U.S. stocks rose on Wednesday, rebounding from a sharp two-day slide after an early reading on earnings beat expectations.
Alcoa Inc (AA.N) was one of the S&P 500’s biggest advancers, up 5.7 percent to $15.70 a day after the U.S. aluminum producer reported adjusted second-quarter earnings and revenue that topped Wall Street’s forecasts.
While the former Dow component is no longer considered a market-moving industry bellwether, Alcoa is sometimes viewed as setting the tone for the season because it is one of the first high-profile names to report earnings.
Wells Fargo & Co (WFC.N), the largest U.S. mortgage lender, will report results on Friday. The earnings reports of dozens of closely watched companies, including Dow components, will be released next week.
The S&P 500 bounced back on Wednesday after its biggest two-day slump since mid-May, with small-cap and Internet names among the biggest decliners.

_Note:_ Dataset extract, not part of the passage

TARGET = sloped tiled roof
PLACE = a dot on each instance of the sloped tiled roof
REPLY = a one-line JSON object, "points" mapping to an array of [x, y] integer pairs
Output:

With Wednesday’s advance, the benchmark S&P 500 is about 0.8 percent away from a record close hit last week.
“The market was encouraged by Alcoa, especially since we were arguably oversold in the very short term,” said Steve Sosnick, equity-risk manager at Timber Hill/Interactive Brokers Group in Greenwich, Connecticut.
The Dow Jones industrial average .DJI rose 45.53 points or 0.27 percent, to 16,952.15. The S&P 500 .SPX gained 5.61 points or 0.29 percent, to 1,969.32. The Nasdaq Composite .IXIC added 20.53 points or 0.47 percent, to 4,411.99.
The profits of S&P 500 companies are projected to grow 6.2 percent in the second quarter, according to Thomson Reuters data, down from the forecast of 8.4 percent at the start of April. Revenue is expected to rise 3 percent.
The expected growth is “not nothing, but it is nothing to get too excited about,” Jeff Kleintop, chief market strategist at LPL Financial in Boston, wrote in a note to clients.